RILEY: So can you give some hope to those Australian exporters who want to see a sliver of it, $20 billion is a lot of money? 

PRIME MINISTER: I put forward our case very strongly that it is in Australia's interest to export our wine, our meat, our seafood, our natural and mineral resources. They're great products. It’s in China's interest to import them because they're good products. So this has been counterproductive. It clearly hasn't been in Australia's interest, nor has it been in China's interest. And I put that forward respectfully to President Xi. And we'll work towards working those issues through.

RILEY: Are we heading towards a global recession now?

PRIME MINISTER: Certainly, the IMF today, the Managing Director Georgieva, was much more positive than I expected, than some out of the outlooks are. Certainly there are headwinds in the global economy. But she pointed out that we need to make sure that monetary policy works with fiscal policy, but that at the same time we look after the vulnerable. What struck me about this entire week of summits is the consistency in the messaging coming through about the way that an economy should work, about the challenge of dealing with climate change by seizing the opportunities that are there. I'm much more optimistic about the world than I was perhaps ten days ago as a result of that consistency of the message coming through overwhelmingly from the leaders.

RILEY: That’s optimistic, that’s good. Now, you mentioned climate change. Are you optimistic about your chances of hosting a COP in Australia?

PRIME MINISTER: I've received very positive feedback. I've received either commitments or at least positive considerations. No one said no. So I am positive about 2026 being able to host a COP in Australia. This is a big event. It brings tens of thousands of people to attend and coming to Australia. It would showcase Australia to the world and that is always a good thing. It's also important that during the APEC Summit that we've just had we had in the Bangkok Goals adopted, again, a consistency about the need to act on climate change. And in the Vice President of the United States’ acceptance of APEC host duties for 2023 she spoke about the goal of net zero and how that would be a focus of next year's APEC meeting.

RILEY: You’re pretty good at doing the numbers at home.

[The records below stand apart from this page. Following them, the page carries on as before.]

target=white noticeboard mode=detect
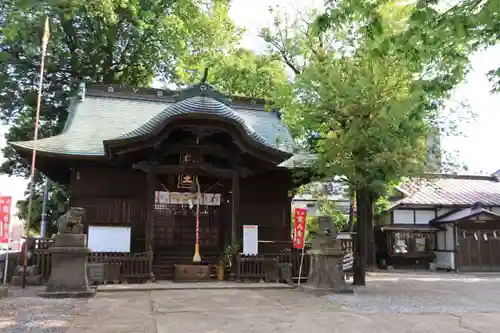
[88,225,131,252]
[243,225,259,255]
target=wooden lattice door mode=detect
[153,204,220,252]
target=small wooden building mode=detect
[11,83,300,278]
[375,174,500,271]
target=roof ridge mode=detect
[423,173,499,182]
[85,83,270,112]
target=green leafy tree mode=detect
[262,1,472,285]
[0,0,241,236]
[179,48,287,99]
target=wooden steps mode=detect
[153,252,218,280]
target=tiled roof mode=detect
[429,206,500,223]
[391,174,500,207]
[11,83,293,156]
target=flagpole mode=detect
[22,17,50,289]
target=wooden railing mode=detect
[236,239,354,282]
[34,249,153,282]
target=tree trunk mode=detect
[352,188,374,286]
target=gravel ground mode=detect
[327,273,500,314]
[0,287,87,333]
[0,273,500,333]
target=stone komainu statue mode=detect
[57,207,85,234]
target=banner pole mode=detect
[3,219,12,285]
[298,241,306,286]
[22,17,50,289]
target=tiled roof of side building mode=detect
[11,86,293,156]
[391,174,500,207]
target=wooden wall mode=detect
[70,165,292,251]
[70,166,146,251]
[238,170,292,241]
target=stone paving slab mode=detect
[0,274,500,333]
[97,281,294,293]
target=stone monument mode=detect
[39,207,95,298]
[301,216,353,296]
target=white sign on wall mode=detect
[88,225,131,252]
[243,225,259,255]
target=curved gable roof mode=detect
[10,85,293,157]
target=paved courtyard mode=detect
[0,273,500,333]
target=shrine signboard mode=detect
[293,208,307,249]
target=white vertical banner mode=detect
[243,225,259,256]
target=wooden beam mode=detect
[133,162,234,178]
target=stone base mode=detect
[0,286,9,298]
[38,289,96,298]
[174,264,211,282]
[11,275,42,286]
[297,284,354,297]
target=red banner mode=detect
[293,208,307,249]
[0,196,12,244]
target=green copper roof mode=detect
[11,86,293,156]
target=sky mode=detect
[0,0,500,209]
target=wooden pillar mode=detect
[231,172,240,245]
[146,171,156,251]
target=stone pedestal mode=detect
[301,245,353,296]
[39,234,95,298]
[0,286,9,298]
[301,217,353,296]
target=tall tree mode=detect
[262,0,471,285]
[0,0,241,233]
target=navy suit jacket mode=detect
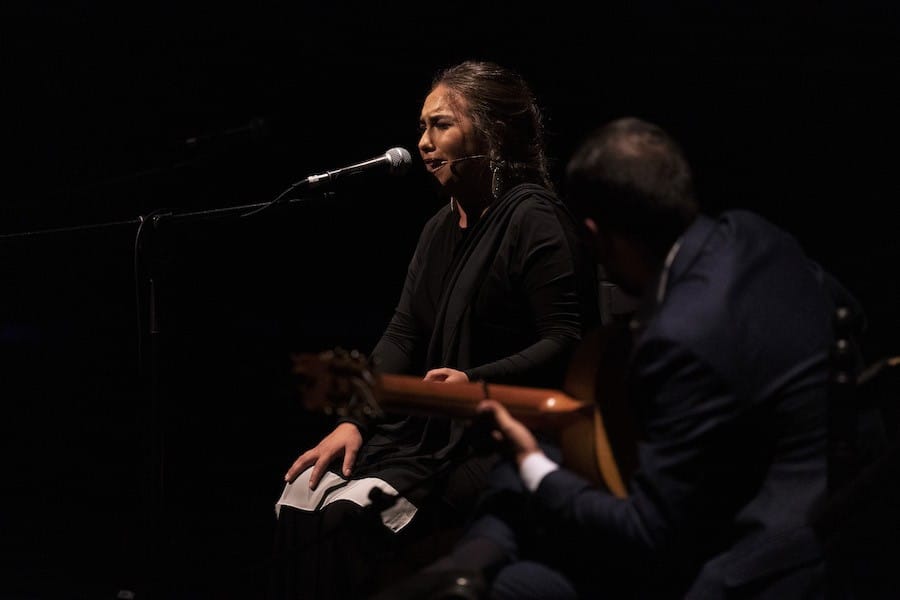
[533,211,840,598]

This will test your ability to do them globally, I guess. And you’re heading home now.

PRIME MINISTER: Well, we got quite a few commitments. Let me say that. I'm sure they have to go back and get ticked off by their respective governments. But it’s a start to get the leaders.

RILEY: You’ve got the ledger running. You’re heading home now. Are you going straight to the floods?

PRIME MINISTER: No, I am going home. And then I have spoken to Premier Perrottet. I'll be in The Lodge tomorrow and I suspect I'll have a bit of a quieter day tomorrow, which you would understand. But during the week I've left open. We've been texting each other about the possibility of visiting during the week.

RILEY: Okay, just finally, your IR bill goes into the Senate this week. Are you willing to negotiate? Are you willing to give a bit to get this across the line?

PRIME MINISTER: We always negotiate and we always are collaborative. We did that in the House of Representatives. We accepted a number of the amendments that were moved, even though we have an absolute majority. My Government is an inclusive government. We've sat down with business, we've sat down with unions and we've sat down with others who have an interest. The Senate Committee report will report. We’ll look at any practical suggestions going forward which improve the legislation. If they improve it, we'll vote for it. 

RILEY: Are you confident of getting it through in the two weeks?

PRIME MINISTER: We'll wait and see. I don't want to pre-empt these issues. But we're dealing with people with good faith. And I believe that a majority of the Parliament is doing that as well.

RILEY: Prime Minister, thanks for joining us.

PRIME MINISTER: Thanks very much, Mark.